Al prinicipio suena Exodus, la obra orquestal con la que Wojciech Kilar quería narrar la travesía bíblica que recorría el pueblo de Israel. En la imagen, Christian Bale deambula en un paisaje que remite a la tierra de nadie, una suerte de limbo. La unión de música e imagen invita a pensar en alguien que también va a vivir una intensa travesía, o al menos a narrarla en tiempo pasado.

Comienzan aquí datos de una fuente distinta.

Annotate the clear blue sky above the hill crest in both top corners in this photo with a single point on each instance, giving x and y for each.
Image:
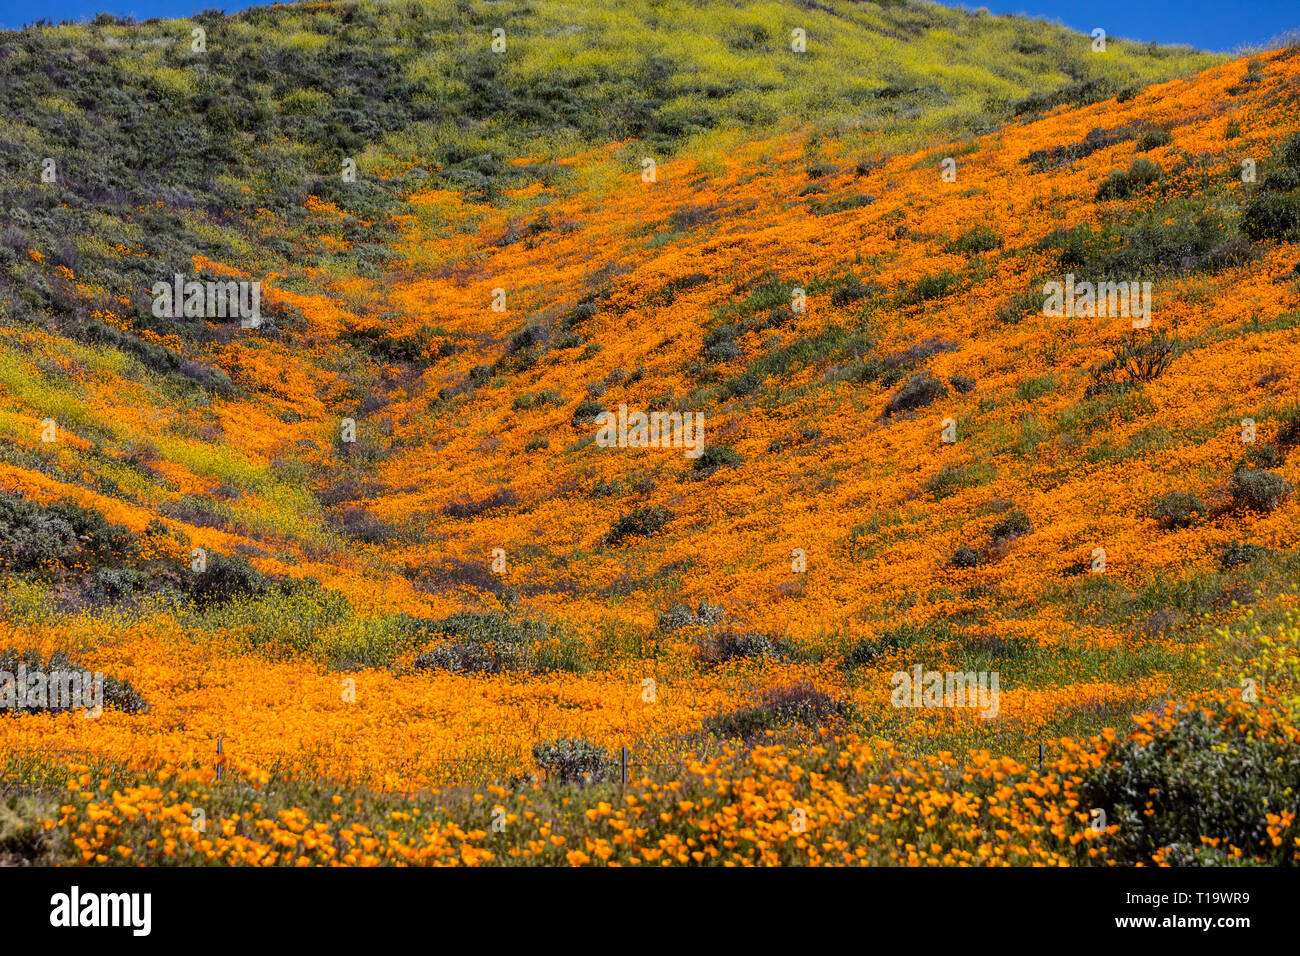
(1219, 25)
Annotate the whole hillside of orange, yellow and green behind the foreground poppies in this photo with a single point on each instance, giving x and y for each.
(418, 565)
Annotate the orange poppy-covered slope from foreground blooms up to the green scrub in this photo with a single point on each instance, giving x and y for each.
(907, 462)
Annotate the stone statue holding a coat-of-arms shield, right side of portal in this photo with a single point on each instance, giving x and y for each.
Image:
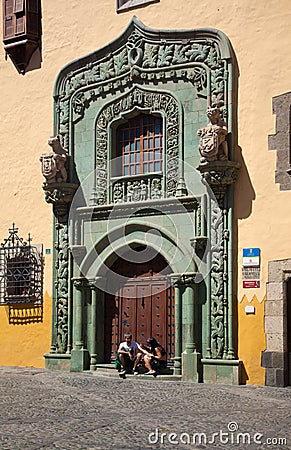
(213, 145)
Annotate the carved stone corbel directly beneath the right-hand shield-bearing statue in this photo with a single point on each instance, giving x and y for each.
(218, 175)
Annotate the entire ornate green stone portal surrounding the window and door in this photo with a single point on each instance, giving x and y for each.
(175, 75)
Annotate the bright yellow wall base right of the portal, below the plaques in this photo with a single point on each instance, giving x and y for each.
(251, 340)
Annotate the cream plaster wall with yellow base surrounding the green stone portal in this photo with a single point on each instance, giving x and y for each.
(260, 34)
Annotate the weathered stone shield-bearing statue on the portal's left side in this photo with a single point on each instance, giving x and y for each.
(53, 163)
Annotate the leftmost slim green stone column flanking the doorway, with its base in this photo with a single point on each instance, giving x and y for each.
(79, 355)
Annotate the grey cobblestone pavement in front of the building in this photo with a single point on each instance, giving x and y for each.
(42, 409)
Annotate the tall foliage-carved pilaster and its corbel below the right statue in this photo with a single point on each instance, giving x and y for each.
(219, 175)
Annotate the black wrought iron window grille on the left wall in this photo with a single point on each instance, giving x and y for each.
(21, 270)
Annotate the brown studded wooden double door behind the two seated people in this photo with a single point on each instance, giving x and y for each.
(144, 306)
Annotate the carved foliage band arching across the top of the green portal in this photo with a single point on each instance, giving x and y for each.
(142, 60)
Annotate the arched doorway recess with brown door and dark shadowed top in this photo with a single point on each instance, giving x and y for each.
(143, 305)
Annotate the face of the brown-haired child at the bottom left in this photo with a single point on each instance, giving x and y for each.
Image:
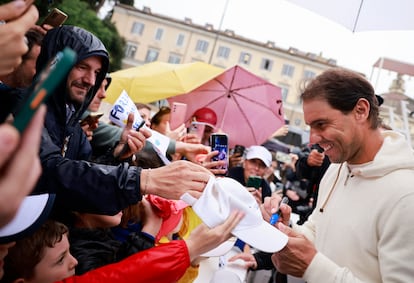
(56, 264)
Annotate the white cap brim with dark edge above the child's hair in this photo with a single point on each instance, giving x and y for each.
(32, 213)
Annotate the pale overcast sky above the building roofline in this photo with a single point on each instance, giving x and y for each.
(291, 26)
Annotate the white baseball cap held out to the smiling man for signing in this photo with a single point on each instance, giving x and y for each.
(220, 198)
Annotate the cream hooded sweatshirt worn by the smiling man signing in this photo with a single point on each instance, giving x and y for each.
(366, 230)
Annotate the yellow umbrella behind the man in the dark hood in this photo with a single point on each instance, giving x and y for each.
(158, 80)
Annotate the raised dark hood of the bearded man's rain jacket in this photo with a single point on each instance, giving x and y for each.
(85, 44)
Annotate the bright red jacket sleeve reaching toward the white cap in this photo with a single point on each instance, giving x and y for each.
(162, 264)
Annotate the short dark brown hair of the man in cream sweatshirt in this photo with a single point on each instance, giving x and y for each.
(342, 89)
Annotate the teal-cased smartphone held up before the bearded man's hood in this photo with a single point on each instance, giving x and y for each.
(49, 78)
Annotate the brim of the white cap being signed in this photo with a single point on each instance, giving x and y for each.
(266, 238)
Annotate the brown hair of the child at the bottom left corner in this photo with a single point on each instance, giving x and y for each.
(23, 257)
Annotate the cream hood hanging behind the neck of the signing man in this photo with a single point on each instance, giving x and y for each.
(391, 156)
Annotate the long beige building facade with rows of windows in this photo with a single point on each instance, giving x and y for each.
(151, 37)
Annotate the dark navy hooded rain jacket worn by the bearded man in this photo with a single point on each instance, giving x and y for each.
(79, 185)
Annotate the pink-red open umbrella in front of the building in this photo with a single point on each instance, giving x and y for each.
(248, 108)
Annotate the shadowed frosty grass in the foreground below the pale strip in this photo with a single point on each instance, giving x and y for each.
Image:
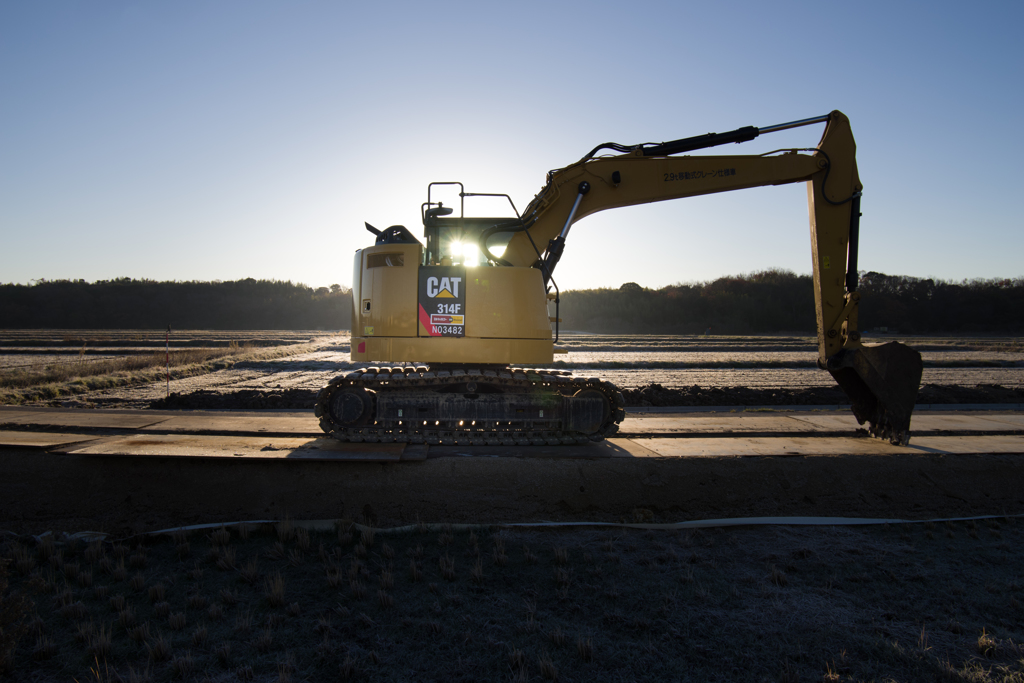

El espíritu camina por el desierto mientras revisa los acontecimientos que tuvieron lugar en su vida. «¿Con qué te quedas de todo lo vivido?», parece preguntarse, y la película muestra uno a uno esos fragmentos como si fuesen instantes deslavazados, sin conexión aparente. Mientras los recuerdos se suceden, el personaje los repasa como si al fin hiciera las paces con todos ellos, a modo de un nuevo viaje interior.
El resultado es mucho más poético que estrictamente narrativo, y extraviarse en ese collage de imágenes, músicas y sensaciones resulta de lo más sencillo. Con el filme, Terrence Malick alcanza el nivel de abstracción que ha estado persiguiendo durante buena parte de su carrera, en un camino de exploración personal que le ha llevado a una singular manera de hacer cine: la película se escribe durante el montaje y el rodaje es un simple ejercicio de exploración e improvisación, como si un pintor mezclase sus colores obsesivamente hasta obtener todos los tonos posibles. El realizador busca imágenes puras que se revestirán de significado mucho más tarde, cuando cobren sentido en la sala de edición.
Con Knight of Cups, seguramente de manera accidental, Malick ha concebido una película que se mueve al mismo ritmo del mundo presente: ficciones fugaces, visiones inmediatas, sentimientos efímeros, esa velocidad insana a la que intentamos vivir. Es sorprendente que sea un cineasta de setenta años quien haya tomado el pulso a todo un estilo de vida, hasta contagiar sus propias imágenes de esa cadencia acelerada.
De ahí la importancia del filme, porque sus imágenes resumen la manera de vivir contemporánea de manera punzante aún a pesar de la languidez de su puesta en escena. Lo que empieza siendo una recreación poética de la vida de un personaje termina como el retrato de toda una época. Quizás no tenga sentido del todo hablar de Knight of Cups como una sola película, en tanto que el director ha concebido dos filmes durante el proceso de un mismo rodaje, del mismo modo que Beethoven compusiera las sinfonías séptima y octava. Valorar Knight of Cups en su justa medida sólo tendrá completo sentido en conjunción con la siguiente obra. Hará falta una visión aún mayor. Hará falta inventar nuevas herramientas críticas para acercarse a un cineasta que se ha atrevido a inventar una nueva forma de hacer y entender el cine.